Confidence in housing picked up by 3.3% with the Index now at its highest level since January 2010, as a result of modest recent falls in house prices improving affordability. The uptick comes as overall consumer sentiment in Australia plummets to its lowest level in two years.

The Westpac-Melbourne Institute Index of Consumer Sentiment fell to a reading of 92.8 points in July in seasonally adjusted terms from 101.2 points in June.

Westpac chief economist Bill Evans said a special question associated with this survey showed that a majority of respondents still expect house prices to rise rather than fall although that majority has shrunk noticeably since the same question was asked in April.

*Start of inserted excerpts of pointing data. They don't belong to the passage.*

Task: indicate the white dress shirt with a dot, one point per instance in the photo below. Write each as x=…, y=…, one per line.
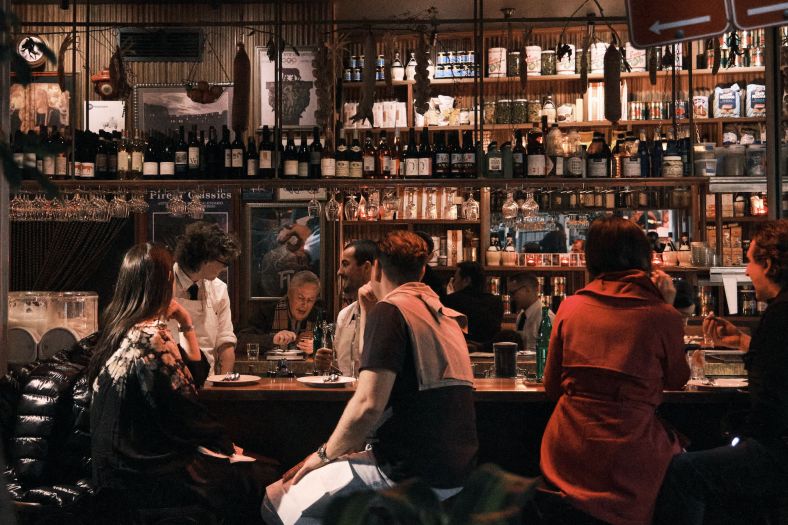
x=348, y=339
x=533, y=318
x=210, y=313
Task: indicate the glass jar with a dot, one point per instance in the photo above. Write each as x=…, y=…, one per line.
x=513, y=64
x=503, y=111
x=672, y=166
x=548, y=62
x=534, y=111
x=489, y=112
x=520, y=111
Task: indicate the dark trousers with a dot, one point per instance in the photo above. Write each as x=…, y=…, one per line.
x=725, y=485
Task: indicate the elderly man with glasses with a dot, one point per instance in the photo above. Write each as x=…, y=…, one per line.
x=201, y=254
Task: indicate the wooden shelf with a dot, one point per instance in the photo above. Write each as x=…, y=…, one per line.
x=357, y=184
x=578, y=124
x=403, y=222
x=593, y=77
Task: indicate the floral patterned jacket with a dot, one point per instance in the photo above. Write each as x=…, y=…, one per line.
x=145, y=417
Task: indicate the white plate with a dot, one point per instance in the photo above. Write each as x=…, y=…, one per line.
x=242, y=380
x=318, y=382
x=719, y=383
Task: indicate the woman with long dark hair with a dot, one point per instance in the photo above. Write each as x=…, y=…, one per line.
x=616, y=345
x=151, y=439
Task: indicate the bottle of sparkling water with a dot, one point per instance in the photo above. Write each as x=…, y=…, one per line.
x=543, y=341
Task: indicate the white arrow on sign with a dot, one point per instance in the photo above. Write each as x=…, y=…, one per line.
x=657, y=28
x=767, y=9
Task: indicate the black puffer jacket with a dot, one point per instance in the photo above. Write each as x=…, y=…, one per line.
x=44, y=420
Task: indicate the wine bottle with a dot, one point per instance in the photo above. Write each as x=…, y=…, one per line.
x=193, y=155
x=411, y=156
x=356, y=159
x=266, y=155
x=303, y=158
x=290, y=157
x=315, y=155
x=167, y=158
x=237, y=153
x=342, y=160
x=368, y=158
x=181, y=156
x=252, y=158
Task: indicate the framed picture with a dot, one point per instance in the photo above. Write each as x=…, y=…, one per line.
x=40, y=103
x=281, y=240
x=166, y=106
x=284, y=194
x=299, y=100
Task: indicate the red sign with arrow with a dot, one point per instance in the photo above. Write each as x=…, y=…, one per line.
x=654, y=23
x=752, y=14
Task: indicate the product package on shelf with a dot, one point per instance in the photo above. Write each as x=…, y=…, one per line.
x=453, y=247
x=727, y=101
x=756, y=100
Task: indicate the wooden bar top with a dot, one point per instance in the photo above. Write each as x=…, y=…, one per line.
x=486, y=390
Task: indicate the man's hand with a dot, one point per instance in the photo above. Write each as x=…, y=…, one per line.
x=723, y=333
x=323, y=359
x=366, y=298
x=284, y=338
x=664, y=284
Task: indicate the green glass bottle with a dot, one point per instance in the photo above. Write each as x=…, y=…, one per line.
x=543, y=341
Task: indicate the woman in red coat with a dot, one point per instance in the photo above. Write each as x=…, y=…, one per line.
x=616, y=345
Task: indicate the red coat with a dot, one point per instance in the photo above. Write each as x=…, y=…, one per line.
x=615, y=346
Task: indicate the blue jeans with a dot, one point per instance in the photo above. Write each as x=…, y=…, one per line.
x=740, y=482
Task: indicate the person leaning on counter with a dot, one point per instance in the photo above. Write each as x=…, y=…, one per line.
x=294, y=315
x=202, y=253
x=751, y=473
x=415, y=392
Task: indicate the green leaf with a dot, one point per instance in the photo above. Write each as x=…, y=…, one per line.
x=492, y=496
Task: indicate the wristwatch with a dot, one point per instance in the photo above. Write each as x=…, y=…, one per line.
x=321, y=453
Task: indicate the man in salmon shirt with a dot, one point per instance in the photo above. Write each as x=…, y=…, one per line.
x=616, y=345
x=739, y=481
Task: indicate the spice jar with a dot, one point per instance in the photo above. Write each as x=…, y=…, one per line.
x=503, y=111
x=672, y=166
x=519, y=111
x=513, y=64
x=548, y=62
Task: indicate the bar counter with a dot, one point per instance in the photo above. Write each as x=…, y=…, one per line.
x=286, y=420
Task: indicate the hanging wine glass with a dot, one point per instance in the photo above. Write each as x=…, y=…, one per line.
x=450, y=211
x=432, y=209
x=509, y=209
x=333, y=208
x=313, y=206
x=390, y=203
x=119, y=207
x=195, y=209
x=410, y=208
x=471, y=208
x=373, y=206
x=351, y=208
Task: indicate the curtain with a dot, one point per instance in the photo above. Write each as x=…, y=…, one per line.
x=59, y=256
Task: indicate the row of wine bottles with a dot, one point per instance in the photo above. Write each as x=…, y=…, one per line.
x=537, y=153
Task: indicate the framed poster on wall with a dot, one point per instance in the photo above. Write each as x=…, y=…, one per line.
x=299, y=99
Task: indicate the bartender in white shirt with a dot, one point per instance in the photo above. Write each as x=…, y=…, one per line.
x=355, y=270
x=525, y=292
x=202, y=253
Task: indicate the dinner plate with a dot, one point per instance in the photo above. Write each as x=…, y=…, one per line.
x=319, y=382
x=217, y=380
x=722, y=383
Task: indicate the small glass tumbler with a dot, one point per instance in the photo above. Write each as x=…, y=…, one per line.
x=252, y=351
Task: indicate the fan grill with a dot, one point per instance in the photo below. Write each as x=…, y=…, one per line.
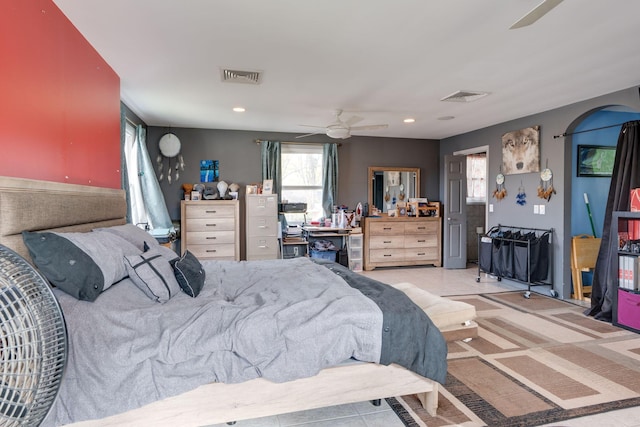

“Recognition that houses have become a little more affordable might improve sentiment but concerns that prices may fall further are likely to continue to restrain households’ buying intentions,” Mr Evans said.
The Reserve Bank Board next meets on August 2. On July 27 the Inflation Report for the June quarter will print.

According to Westpac, it was the release of the much higher than expected inflation read for the March quarter on April 27 which motivated the Bank to move from a neutral bias to the strong tightening bias that was announced in its Statement on Monetary Policy on May 6.

“In our experience the language associated with that bias indicated an imminent move.

“Of course that has not happened and as global financial markets continue to deteriorate and, as demonstrated in this Report, household nervousness intensifies the Bank is very likely to move back to its neutral bias,” said Mr Evans.

Westpac does not expect that the Inflation Reports for the remainder of the year will change that stance. Markets are now pricing in a likely 25 bp rate cut in the near future.

“We saw in 2008 that despite three consecutive reads of 1.2,1.2 and 1.1 for quarterly underlying inflation the Bank still flipped from a tightening bias in May to a 25 bp rate cut in September followed by 100 bp’s in October.

“As such we do not expect to see a change in rates for the remainder of this year, with an easing bias the most appropriate policy response to the current economic circumstances,” Mr Evans said.